The U.S. said to have the best health-care system in the world, is unprepared for any major outbreak of viral infections. Robert Shope, professor of epidemiology and committee co-chairman of the National Academy of Sciences’ Institute of Medicine, reports that the nation is vulnerable to an outbreak comparable to the 1918-1919 influenza pandemic that killed 20 million worldwide. “It can happen again,” he warns (Insight, October 11, 1993, p.16).

Frederick A. Murphy, former director of the Centers for Disease Control’s National Center for Infectious Diseases, believes that an influenza-like disease that “transmits fast and broadly” is the most likely candidate for the next pandemic. And the damage will be done before America’s “porous line of defense against viral invaders” can respond (Ibid., p. 19).

Promised Protection

Again, we should not be surprised. God warned Israel in their wilderness wanderings about what would happen if they did not obey His commandments. “I will even appoint terror over you, wasting disease and fever. . . . [W]hen you are gathered together within your cities I will send pestilence among you” (Leviticus 26:16, 25; cf. Deuteronomy 28).
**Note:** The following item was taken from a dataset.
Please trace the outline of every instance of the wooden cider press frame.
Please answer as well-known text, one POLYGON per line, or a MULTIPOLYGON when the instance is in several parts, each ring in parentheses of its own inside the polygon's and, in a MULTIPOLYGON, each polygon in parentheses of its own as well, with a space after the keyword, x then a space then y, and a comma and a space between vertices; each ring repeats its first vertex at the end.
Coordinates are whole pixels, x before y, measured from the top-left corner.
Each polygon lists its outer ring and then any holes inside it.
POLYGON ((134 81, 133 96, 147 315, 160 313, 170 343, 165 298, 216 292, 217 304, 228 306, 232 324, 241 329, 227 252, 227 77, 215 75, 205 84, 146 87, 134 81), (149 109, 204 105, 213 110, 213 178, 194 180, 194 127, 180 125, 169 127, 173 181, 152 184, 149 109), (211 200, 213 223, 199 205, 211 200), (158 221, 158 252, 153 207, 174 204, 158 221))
But He also promises protection and healing from such diseases. “If you diligently heed the voice of the LORD your God . . . , I will put none of the diseases on you which I have brought on the Egyptians. For I am the LORD who heals you” (Exodus 15:26; cf. 23:25; Deuteronomy 7:15; Psalm 103:3).

As we hear the approaching hoofbeats of the Four Horsemen growing ever louder, we have only one refuge from their relentless onslaught.

Surely He shall deliver you . . . from the perilous pestilence. . . . His truth shall be your shield and buckler. You shall not be afraid . . . of the pestilence that walks in darkness, nor of the destruction that lays waste at noonday. A thousand may fall at your side, and ten thousand at your right hand; but it shall not come near you. . . . Because you have made the LORD . . . your habitation, no evil shall befall you, nor shall any plague come near your dwelling. (Psalm 91:3-10)

As the Horsemen converge on this nation from every side, we must keep our focus on the Kingdom of God and His righteousness (Matthew 6:33), forbidding any distraction to hinder us. In doing so, we will be prepared for both the troubles and the joys that lie just ahead.